The soundbite "Health Insurance for All" generates widespread assent. But like most bumper-sticker rhetoric, closer analysis is required. Let me ask you a question:
It's well-acknowledged that the U.S. health care system is creaking under its weight. For example, over 120,000 people die annually as the result of healthcare-practitioner errors. Now, what do you think will happen when we ask our health care providers to add 47 million uninsured to their patient rolls, a group that has above-average health care needs but pays little taxes and will likely pay little into the new government-mandated system that will almost assuredly be enacted under a Democrat presidency?
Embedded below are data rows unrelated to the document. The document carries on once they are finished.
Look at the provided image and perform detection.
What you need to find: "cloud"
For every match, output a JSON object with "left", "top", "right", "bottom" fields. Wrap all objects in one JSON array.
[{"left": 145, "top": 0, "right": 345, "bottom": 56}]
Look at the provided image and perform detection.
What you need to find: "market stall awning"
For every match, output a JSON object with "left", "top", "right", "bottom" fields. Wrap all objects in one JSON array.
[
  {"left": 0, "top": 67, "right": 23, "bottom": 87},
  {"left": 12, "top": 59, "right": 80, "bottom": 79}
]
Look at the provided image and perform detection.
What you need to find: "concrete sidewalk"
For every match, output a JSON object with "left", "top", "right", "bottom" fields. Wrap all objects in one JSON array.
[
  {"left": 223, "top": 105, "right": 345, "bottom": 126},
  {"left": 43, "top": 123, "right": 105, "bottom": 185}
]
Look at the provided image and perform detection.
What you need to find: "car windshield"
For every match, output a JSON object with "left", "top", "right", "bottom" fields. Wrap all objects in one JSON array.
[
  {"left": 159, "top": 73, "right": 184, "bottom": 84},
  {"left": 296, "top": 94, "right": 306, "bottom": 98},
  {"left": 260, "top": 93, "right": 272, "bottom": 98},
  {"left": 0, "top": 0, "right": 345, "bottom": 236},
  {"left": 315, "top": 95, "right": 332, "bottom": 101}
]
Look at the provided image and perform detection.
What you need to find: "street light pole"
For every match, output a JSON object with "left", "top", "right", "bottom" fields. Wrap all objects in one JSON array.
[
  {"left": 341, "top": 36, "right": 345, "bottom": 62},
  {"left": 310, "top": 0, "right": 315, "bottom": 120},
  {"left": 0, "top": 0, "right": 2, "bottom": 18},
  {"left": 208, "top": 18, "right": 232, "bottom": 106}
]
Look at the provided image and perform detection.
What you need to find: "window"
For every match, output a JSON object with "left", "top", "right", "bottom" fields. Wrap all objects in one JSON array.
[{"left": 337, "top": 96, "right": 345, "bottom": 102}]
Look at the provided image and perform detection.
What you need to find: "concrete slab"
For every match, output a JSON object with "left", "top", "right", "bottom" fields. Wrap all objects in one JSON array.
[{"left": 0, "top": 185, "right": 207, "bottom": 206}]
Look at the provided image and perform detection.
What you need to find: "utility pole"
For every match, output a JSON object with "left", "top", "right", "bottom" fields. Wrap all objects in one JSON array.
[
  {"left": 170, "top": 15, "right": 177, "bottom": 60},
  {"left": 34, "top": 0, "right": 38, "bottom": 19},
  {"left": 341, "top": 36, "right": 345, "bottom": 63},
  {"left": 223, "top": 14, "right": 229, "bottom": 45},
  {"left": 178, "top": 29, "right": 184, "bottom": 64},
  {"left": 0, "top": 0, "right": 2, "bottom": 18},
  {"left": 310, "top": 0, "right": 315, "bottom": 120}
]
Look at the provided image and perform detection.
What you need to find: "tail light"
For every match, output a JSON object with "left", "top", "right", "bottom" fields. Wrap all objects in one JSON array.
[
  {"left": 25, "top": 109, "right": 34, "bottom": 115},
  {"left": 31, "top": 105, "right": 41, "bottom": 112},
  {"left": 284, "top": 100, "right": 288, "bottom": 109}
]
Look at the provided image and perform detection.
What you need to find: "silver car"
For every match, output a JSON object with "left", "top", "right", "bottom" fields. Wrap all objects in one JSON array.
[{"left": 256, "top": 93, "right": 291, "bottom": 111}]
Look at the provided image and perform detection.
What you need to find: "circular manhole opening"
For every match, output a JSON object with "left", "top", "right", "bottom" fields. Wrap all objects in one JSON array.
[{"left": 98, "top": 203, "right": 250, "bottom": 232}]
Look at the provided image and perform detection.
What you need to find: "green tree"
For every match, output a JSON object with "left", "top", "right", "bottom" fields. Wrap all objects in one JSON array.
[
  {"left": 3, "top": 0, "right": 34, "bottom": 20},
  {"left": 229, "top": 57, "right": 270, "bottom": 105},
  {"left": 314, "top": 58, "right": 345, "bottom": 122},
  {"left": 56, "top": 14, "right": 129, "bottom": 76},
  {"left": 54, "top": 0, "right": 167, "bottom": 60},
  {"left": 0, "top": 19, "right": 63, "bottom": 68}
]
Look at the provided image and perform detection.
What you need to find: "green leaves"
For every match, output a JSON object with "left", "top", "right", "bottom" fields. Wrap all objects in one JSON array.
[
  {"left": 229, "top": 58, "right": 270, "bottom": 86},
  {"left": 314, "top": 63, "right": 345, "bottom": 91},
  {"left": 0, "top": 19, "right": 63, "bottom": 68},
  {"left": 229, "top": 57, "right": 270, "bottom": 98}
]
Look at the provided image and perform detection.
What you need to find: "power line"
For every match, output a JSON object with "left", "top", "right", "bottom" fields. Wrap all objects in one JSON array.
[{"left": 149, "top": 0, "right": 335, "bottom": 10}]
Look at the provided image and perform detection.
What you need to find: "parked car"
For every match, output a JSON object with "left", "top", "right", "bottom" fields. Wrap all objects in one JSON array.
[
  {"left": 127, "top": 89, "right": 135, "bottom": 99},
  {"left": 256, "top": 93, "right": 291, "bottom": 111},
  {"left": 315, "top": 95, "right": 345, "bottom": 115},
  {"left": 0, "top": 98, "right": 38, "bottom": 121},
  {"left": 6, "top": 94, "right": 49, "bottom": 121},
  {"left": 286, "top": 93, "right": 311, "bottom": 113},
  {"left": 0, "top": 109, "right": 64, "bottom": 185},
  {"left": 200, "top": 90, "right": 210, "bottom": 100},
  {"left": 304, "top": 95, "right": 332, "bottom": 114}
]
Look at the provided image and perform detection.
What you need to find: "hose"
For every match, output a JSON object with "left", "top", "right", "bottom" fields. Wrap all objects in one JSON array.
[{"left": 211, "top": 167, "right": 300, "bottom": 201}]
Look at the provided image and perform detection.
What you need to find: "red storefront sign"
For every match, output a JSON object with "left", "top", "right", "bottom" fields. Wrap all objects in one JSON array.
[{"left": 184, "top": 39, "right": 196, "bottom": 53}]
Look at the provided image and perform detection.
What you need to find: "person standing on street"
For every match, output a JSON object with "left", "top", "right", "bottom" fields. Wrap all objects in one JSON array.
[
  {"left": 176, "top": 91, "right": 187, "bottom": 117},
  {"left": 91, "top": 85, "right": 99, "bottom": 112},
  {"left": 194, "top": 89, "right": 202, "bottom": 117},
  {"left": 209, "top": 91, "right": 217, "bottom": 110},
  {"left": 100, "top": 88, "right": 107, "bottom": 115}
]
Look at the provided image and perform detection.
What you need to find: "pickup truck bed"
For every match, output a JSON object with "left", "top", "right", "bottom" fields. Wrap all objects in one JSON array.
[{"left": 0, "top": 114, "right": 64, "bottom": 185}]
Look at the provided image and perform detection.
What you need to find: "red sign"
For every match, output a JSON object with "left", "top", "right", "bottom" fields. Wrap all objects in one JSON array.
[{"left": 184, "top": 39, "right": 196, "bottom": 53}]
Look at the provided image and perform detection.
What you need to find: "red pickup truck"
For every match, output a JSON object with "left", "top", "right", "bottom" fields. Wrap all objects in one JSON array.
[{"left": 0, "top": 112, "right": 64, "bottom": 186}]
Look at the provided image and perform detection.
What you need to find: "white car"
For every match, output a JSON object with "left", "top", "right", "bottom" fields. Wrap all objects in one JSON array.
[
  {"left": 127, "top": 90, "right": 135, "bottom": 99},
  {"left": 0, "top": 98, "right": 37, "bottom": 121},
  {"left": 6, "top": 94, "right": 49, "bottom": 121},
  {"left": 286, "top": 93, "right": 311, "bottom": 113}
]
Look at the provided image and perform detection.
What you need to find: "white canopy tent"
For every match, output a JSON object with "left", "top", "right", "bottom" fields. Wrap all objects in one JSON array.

Not only will more deaths result, but there will be long waits for health care, and refusal to provide care in such gray-area situations as a 75-year old male needing and wanting bypass surgery. Lest you think I'm making that assertion based only on the well-publicized nightmare experiences of some people in Canada who, for example, desperately needed surgery but couldn't get it, let me refer you to the U.S.'s current experiment in covering everyone: Massachusetts. And lest you think my source of information about the Massachusetts insurance-for-all system is some conservative rag, my source is the New York Times.
I do believe that basic health care is a right, but we cannot provide it for the whole world, including the 13 million and skyrocketing number of illegal immigrants. (And once we do, the number of illegal immigrants will accelerate further.) However we decide to reform health care, it is only right that there be tiers: basic health care for all, but, for moderate cost, other people should be covered for a wider range of procedures, allowed to choose their health care providers, and have faster access to them.
To increase the number of qualified health care providers, we need to realize that doctor, nurse, and allied-health practitioner training programs (currently designed primarily by academics rather than by top clinicians) can be significantly shortened with minimal impact on patient care. In fact, if those training programs were developed and taught by top clinicians instead of by academics, I'd predict that care quality would actually improve.